Expression of multidrug resistance genes and proteins and effect of selenite in anthracycline-resistant human tumor cell lines

Abstract

Treatment failure due to development of drug resistance is a serious complication in cancer treatment and the major cause of death in these patients. This thesis has focused on to gain knowledge about the mechanisms of multidrug resistance and to establish in vitro methods to characterize the resistant tumor cell phenotype. As a new agent in the context of multidrug resistance, selenite was investigated.

The ATP bioluminescence assay was developed for cytotoxicity studies and compared to a differential staining cytotoxicity assay (DiSC) by evaluation of tumor cells from 32 patients with acute myelocytic leukemia. The ATP assay correlated to the DiSC assay (r=0.8).

The resistance of the doxorubicin resistant HL-60-R cells correlated with mRNA expression and amplification of the multidrug resistance gene (MDR-1). The MDR-1 gene amplification correlated also to the expression levels of the P-glycoprotein. In the doxorubicin resistant U-1285dox900 cells, the resistance correlated with the MRP1 gene and the protein expression whereas the MDR-1 gene or P-glycoprotein expression was not detectable. The cross-resistance profile in U-1285dox900 or HL-60-R did not include melphalane or CdA implying inability of P-gp and MRP1 to transport these drugs. A low cross-resistance to idarubicin compared to daunorubicin in U-1285dox900 cells was associated with a higher accumulation due to a slower outward transport of idarubicin. A low crossresistance to idarubicin suggests that it could be an effective drug for treatment of leukemias that overexpress MRP1. The resistance modifier verapamil significantly restored the intracellular uptake and enhanced the cytotoxic effect of anthracyclines in both MDR-1 and MRP1 overexpressing sublines, whereas co-incubation of daunorubicin or idarubicin with the gluthatione synthetase inhibitor, buthionine sulphoximine only restored sensitivity in the MRP1 expressing U-1285dox900 cells but not in the MDR-1 expressing HL-60-R sublines.

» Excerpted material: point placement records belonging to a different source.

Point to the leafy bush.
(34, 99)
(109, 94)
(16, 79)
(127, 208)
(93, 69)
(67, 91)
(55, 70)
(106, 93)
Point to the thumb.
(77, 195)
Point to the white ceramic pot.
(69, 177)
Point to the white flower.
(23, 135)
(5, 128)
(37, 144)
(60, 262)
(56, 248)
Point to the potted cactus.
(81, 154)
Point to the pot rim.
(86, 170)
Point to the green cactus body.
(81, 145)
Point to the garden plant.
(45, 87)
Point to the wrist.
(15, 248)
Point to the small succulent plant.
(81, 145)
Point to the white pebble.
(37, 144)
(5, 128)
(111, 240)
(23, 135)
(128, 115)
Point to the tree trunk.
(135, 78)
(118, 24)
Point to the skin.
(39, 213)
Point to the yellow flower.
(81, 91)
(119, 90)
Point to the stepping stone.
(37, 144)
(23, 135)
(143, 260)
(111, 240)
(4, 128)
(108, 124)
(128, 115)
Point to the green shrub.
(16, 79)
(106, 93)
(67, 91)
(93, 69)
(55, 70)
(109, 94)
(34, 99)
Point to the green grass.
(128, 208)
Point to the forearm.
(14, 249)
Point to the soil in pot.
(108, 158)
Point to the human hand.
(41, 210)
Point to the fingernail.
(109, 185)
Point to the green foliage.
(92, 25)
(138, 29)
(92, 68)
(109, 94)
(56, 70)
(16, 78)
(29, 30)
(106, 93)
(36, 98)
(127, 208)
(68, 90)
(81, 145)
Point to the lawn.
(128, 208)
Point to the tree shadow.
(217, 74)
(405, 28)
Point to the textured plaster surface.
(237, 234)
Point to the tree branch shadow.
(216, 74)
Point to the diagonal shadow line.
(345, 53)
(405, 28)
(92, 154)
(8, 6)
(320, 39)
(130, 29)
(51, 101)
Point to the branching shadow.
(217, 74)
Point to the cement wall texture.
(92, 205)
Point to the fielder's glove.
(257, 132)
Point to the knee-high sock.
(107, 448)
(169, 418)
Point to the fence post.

The two doxorubicin-resistant lung carcinoma cell lines U-1285dox900 and GLC4/Adr were 3- and 4-fold respectively more sensitive to selenite toxicity than wild type cells. Necrosis was seen in the U-1285 after exposure to high selenite concentrations. Lower selenite concentrations induced massive apoptosis in the doxorubicin resistant-U-1285dox900 cells. The apoptosis was caspase-3 independent. Selenite exposure did not significantly affect the expression of the multi-drug resistant proteins. The activity of thioredoxin reductase (TrxR) was higher (50 and 25% respectively) in the drug-resistant U-1285dox900 and GLC4/Adr cell lines compared to wild type cells and was upon selenite exposure increased only 30% in drugresistant compared to a 4-fold increase in sensitive U-1285 cells. The activity of glutathione reductase increased 4-fold after selenite exposure of the U-1285 cells, but did not increase in the drug-resistant subline. Analysis of TrxR enzymatic activities and protein levels in these cells revealed a co-augmentation with selenite concentration. Maximum increase of TrxR was seen up to 1 µM in both sublines. A break point was noted at 10 µM selenite were the sensitive cells could increase the activity of TrxR whereas the doxorubicin-resistant U- 1285dox900 cells decreased their TrxR activity. Our results demonstrate pronounced selective selenium-mediated apoptosis in therapy-resistant cells and suggest that redox regulation through the thioredoxin system can be a target for cancer therapy.